The company spud the well in mid-November and subsequently found the drilling to be very challenging, the well having penetrated more than 100 coal seams, with 24 of those seams being more than 10 feet thick, John Hendrix, Apache’s general manager in Alaska, said in February. The Kaldachabuna prospect is known from a well drilled in 1980 to have an oil pool in relatively low-permeability rock. Apache had hoped to use well stimulation techniques to test the possibility of producing oil from the prospect. The company also planned to use the results of the drilling to evaluate other prospects identified from an extensive program of 3-D seismic surveying that the company is carrying out in the Cook Inlet basin.
Well suspended According to data that Apache has filed with the Alaska Oil and Gas Conservation Commission the company completed the Kaldachabuna No. 2 well on April 11, at which point the well was suspended rather than being plugged and abandoned. The well reached a true vertical depth of 11,389 feet.

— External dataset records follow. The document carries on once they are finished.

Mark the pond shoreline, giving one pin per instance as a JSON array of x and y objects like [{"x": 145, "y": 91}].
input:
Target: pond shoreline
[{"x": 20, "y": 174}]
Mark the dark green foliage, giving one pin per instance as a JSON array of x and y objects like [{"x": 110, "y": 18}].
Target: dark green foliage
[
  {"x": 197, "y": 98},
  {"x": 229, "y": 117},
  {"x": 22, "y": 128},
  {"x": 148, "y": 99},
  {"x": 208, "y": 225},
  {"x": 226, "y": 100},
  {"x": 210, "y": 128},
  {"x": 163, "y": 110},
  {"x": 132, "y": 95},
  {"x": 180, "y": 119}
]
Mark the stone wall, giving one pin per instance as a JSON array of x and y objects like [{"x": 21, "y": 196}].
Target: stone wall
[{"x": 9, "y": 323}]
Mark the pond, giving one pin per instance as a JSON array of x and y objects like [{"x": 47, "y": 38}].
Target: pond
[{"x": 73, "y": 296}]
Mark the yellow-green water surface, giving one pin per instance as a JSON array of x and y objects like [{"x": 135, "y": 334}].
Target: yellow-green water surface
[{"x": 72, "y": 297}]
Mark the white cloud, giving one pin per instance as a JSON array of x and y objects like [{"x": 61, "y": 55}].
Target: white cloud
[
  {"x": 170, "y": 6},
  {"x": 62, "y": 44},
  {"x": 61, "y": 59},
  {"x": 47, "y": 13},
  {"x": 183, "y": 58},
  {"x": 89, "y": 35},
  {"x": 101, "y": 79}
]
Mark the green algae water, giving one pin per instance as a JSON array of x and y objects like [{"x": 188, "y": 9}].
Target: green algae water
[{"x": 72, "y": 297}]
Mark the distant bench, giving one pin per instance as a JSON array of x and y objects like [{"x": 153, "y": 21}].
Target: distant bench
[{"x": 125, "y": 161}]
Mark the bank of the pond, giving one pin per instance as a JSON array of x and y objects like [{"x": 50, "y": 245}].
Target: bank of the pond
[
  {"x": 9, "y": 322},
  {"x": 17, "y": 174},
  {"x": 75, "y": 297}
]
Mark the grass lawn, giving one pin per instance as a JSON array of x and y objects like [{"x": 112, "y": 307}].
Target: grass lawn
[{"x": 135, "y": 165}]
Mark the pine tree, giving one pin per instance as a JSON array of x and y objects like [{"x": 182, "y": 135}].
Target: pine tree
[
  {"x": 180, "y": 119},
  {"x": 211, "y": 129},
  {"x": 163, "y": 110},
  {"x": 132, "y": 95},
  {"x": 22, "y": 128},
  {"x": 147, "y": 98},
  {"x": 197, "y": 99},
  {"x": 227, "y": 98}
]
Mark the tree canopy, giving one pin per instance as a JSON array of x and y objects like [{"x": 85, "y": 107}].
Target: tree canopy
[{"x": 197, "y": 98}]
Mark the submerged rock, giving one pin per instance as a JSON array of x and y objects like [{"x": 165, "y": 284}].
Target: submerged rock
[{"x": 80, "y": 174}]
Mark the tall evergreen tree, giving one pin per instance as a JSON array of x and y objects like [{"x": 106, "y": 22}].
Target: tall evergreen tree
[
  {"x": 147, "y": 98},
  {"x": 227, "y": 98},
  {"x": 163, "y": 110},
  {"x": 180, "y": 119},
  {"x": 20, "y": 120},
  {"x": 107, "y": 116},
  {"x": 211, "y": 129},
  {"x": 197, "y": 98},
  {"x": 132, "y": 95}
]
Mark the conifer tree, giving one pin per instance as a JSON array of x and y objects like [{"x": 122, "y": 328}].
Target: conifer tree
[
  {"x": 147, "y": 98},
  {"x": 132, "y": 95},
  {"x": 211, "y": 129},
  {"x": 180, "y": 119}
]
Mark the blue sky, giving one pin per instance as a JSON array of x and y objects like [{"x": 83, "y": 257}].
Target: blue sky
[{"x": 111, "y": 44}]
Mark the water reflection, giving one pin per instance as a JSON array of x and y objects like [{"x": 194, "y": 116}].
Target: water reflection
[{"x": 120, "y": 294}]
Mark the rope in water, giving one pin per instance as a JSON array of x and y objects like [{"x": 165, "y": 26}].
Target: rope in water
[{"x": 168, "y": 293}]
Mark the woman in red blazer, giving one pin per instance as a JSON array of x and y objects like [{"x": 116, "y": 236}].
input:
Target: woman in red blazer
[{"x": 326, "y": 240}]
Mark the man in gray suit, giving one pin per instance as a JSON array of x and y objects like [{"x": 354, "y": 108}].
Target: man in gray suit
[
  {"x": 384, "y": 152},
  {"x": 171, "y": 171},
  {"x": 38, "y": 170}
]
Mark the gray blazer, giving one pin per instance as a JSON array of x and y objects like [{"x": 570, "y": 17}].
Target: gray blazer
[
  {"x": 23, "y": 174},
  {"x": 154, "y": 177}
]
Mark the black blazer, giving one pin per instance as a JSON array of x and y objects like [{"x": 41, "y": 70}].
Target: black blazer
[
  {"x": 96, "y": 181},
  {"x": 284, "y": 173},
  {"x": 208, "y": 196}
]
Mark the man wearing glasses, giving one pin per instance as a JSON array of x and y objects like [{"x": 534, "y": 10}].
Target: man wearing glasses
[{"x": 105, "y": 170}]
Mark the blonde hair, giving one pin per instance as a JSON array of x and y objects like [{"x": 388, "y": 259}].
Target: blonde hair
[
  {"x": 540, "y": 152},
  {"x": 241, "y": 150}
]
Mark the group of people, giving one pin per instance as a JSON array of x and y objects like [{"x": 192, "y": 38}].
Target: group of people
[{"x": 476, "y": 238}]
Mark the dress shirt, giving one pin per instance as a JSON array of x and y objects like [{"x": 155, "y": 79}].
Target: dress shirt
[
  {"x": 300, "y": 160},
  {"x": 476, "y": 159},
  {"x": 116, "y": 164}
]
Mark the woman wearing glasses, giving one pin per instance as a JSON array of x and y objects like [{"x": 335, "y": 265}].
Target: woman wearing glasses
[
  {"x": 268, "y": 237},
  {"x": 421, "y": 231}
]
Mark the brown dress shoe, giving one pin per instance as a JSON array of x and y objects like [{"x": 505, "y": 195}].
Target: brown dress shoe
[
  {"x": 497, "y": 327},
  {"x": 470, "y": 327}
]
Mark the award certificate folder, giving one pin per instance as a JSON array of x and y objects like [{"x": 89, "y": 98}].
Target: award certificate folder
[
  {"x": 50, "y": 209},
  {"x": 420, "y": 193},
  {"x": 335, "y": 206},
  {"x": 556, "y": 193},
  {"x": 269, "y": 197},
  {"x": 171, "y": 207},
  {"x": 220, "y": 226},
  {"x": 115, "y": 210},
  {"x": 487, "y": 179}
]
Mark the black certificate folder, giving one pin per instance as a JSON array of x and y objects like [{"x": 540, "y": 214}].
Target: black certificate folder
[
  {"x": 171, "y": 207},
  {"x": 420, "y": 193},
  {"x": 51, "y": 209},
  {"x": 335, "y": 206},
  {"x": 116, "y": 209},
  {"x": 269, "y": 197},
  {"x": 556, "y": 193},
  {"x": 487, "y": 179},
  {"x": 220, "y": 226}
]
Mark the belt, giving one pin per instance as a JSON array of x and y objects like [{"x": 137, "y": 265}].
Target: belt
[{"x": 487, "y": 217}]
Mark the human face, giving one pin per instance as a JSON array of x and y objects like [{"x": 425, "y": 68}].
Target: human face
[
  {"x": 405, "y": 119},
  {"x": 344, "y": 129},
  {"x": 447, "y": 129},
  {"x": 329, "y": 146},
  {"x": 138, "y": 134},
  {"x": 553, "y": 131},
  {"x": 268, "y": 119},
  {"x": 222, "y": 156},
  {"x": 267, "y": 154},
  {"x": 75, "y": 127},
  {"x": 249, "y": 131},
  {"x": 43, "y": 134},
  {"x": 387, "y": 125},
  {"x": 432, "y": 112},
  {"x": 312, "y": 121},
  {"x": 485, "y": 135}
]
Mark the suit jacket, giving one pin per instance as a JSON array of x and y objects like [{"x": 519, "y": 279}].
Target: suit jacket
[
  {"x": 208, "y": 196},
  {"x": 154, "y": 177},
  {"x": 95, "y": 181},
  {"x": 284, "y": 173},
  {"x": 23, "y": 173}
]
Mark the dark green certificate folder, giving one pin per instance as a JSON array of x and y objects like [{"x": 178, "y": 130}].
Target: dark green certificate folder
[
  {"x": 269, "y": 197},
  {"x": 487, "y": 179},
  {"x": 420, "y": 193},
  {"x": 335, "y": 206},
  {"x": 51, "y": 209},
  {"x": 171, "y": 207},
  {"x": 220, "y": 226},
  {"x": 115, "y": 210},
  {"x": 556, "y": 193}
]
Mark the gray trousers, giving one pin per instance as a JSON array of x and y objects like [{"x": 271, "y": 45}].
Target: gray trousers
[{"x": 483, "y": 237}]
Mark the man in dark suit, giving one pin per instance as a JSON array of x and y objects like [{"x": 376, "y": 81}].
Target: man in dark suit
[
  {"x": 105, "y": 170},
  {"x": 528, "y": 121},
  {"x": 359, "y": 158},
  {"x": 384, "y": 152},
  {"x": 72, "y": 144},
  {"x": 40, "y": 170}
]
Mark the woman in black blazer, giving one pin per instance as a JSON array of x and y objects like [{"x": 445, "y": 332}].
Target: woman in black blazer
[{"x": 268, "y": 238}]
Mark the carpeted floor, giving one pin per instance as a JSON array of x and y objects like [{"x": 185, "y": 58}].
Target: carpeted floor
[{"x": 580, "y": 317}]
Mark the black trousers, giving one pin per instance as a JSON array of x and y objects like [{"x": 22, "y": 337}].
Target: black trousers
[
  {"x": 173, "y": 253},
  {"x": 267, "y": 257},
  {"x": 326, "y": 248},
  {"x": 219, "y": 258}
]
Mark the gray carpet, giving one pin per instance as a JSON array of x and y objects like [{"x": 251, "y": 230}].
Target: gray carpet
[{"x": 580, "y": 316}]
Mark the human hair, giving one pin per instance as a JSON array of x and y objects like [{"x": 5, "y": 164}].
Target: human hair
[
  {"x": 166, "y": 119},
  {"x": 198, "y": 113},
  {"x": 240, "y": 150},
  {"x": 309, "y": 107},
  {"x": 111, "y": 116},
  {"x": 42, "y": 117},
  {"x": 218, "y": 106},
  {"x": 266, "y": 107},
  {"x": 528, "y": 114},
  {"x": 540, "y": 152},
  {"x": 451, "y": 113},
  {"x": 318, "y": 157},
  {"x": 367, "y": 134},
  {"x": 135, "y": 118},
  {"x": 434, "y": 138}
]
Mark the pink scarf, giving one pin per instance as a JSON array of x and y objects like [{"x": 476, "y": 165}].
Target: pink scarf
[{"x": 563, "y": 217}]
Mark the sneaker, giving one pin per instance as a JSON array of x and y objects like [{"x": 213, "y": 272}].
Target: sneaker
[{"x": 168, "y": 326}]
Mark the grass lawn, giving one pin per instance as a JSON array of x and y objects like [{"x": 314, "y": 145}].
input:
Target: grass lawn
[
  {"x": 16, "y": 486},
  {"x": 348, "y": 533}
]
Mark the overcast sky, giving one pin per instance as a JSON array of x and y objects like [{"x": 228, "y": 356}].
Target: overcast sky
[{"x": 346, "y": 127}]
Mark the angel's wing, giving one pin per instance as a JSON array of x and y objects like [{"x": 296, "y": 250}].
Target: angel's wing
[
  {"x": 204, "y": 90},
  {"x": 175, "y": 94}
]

Parker said that Apache is in the process of resolving some outstanding issues relating to its seismic program before resuming that program. In February the National Marine Fisheries Service issued an incidental harassment authorization allowing Apache to continue its offshore seismic surveying in 2013 without infringing the Marine Mammals Protection Act. The U.S. Fish and Wildlife Service has yet to complete a final environmental assessment for Apache’s planned seismic work onshore in the Kenai National Wildlife Refuge.